With China's new urbanization vision and existing urban renewal and building energy efficiency improvement project, large-scale energy conservation renovation of regional buildings has become an important content of ecological environmental protection and low-carbon and an important means to improve the regional energy efficiency level. Of energy-saving reform foundation database is presented in this paper, including construction, power consumption, equipment, operation, technology and willingness to word stock, statistics obtained the regional energy complex parameter (envelope thermal performance, elevator equipment, power and efficiency of cooling and heat sources, etc.) statistical rule and can use the benchmark, build the regional buildings energy consumption prediction model based on bayesian estimation, The probability matrix of large-scale reconstruction of regional buildings is obtained. At the same time, the global sensitive parameter analysis method and the single parameter regression model of energy saving transformation factor are established, and it is found that the internal load factor has the most significant effect on energy consumption.

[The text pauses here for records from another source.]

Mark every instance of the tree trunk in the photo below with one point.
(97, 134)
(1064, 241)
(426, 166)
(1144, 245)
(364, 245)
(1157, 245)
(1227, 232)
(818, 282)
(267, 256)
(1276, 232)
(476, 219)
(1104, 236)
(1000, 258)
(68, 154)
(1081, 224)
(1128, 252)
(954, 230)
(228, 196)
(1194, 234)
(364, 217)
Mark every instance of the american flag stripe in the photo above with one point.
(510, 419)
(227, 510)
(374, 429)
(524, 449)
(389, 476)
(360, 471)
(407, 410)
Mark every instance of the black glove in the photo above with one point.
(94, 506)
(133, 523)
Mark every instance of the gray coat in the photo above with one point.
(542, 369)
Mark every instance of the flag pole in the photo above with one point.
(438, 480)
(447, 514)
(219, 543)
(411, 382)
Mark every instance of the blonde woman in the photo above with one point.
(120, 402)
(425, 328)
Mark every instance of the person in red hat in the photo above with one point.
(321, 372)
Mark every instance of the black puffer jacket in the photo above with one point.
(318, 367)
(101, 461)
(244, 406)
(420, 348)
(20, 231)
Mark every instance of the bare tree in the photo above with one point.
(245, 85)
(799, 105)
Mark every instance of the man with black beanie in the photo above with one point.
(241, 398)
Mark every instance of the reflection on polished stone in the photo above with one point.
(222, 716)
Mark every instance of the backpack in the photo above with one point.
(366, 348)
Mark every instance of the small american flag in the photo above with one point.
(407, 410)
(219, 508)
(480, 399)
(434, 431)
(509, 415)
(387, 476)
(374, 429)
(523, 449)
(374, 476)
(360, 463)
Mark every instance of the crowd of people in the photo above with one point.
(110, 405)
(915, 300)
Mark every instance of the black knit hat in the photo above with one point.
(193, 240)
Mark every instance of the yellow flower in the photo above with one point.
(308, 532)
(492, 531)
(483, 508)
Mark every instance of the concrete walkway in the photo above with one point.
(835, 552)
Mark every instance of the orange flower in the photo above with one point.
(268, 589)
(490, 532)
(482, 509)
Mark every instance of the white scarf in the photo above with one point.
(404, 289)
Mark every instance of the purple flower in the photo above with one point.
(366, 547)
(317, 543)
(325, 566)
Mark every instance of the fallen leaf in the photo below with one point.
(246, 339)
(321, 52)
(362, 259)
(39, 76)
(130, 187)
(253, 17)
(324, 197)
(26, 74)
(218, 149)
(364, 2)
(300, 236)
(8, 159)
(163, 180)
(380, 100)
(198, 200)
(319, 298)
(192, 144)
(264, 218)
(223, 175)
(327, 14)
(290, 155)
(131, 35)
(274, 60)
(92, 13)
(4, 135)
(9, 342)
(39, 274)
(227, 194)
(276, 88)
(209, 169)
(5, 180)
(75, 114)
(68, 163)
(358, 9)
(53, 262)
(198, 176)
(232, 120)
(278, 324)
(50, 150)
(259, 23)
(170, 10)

By adjusting energy parameters, the probability distribution curve of energy saving and the distribution of normalized value under the constraint conditions of different reconstruction scenarios were simulated, and the discrete MC simulation method was used to predict the regional overall energy saving reconstruction based on renovation intention, which could realize the trade-off judgment and gradual optimization of the strategy package of energy saving measures combination.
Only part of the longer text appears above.